Axt and a small army of volunteers were joined by vocal Amazon opponents state Sen. Michael Gianaris and City Council member James Van Bramer, who have both argued against the $3 billion in tax breaks and grants the company is lined up to receive.

Both Queens Democrats believe the subsidies are too generous despite the 25,000 new jobs Amazon may bring to the neighborhood — and have taken heat from Gov. Cuomo over their stance.

“At this point Amazon has proven that they are a bad actor and don’t want to act respond like a responsible corporation,” Gianaris said. “Too much power has been concentrated in the hands of big corporations and the people are sick of it.”

On Friday, Cuomo warned opponents against “political pandering” after The Washington Post reported that Amazon is having second thoughts about setting up camp in Queens.
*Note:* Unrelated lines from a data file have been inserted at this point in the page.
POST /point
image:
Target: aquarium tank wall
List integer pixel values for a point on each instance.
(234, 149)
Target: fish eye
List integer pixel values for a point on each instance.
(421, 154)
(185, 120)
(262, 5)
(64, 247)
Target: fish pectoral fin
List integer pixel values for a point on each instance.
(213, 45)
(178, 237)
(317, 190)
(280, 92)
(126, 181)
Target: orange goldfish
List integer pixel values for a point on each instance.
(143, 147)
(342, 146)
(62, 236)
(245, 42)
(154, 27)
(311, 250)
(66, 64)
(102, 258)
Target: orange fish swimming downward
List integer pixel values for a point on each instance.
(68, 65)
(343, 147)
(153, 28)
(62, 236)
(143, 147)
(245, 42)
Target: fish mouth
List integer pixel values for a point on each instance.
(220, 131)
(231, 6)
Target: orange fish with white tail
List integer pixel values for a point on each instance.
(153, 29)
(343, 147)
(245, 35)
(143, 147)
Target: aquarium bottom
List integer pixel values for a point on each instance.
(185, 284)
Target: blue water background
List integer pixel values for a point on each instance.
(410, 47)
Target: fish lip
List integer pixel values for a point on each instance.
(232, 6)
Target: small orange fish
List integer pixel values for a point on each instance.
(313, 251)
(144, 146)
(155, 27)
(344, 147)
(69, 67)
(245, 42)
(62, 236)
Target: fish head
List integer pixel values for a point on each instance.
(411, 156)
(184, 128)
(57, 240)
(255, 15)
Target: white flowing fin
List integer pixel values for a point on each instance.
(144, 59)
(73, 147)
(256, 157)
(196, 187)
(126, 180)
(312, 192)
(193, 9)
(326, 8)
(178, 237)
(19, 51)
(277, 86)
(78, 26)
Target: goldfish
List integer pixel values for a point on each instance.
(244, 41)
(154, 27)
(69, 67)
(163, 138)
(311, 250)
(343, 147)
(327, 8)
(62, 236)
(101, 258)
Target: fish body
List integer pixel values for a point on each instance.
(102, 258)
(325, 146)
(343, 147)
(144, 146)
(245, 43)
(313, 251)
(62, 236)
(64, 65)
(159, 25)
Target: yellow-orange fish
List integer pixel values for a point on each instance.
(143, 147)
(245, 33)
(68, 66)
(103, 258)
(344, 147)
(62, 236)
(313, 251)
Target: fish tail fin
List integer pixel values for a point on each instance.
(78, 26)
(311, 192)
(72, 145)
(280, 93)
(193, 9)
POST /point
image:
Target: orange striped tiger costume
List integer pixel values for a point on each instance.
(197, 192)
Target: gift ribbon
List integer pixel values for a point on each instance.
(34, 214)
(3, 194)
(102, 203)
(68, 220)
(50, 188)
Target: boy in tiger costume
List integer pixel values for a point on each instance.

"It is irresponsible to allow political opposition to overcome sound government policy," he said.

Residents of the Queensbridge Houses were split on the idea of Amazon setting up shop next door, with about 400 signing off on a petition passed around by activists Saturday.

“I think it’s good for the people around here, they need jobs.” said Adrian Welch, 36, a New York City Housing Authority employee.

Denise LaChappelle, 29, a student at Brooklyn College, said she’s worried about the area gentrifying.

“I’m not so particularly happy about the deal. Just with the rents and everything happening,” she said, adding that there are other issues she’d like to see addressed. “I don’t know how we’re going to give money to them when we’re not even helping our own people, (and) the MTA is a mess.”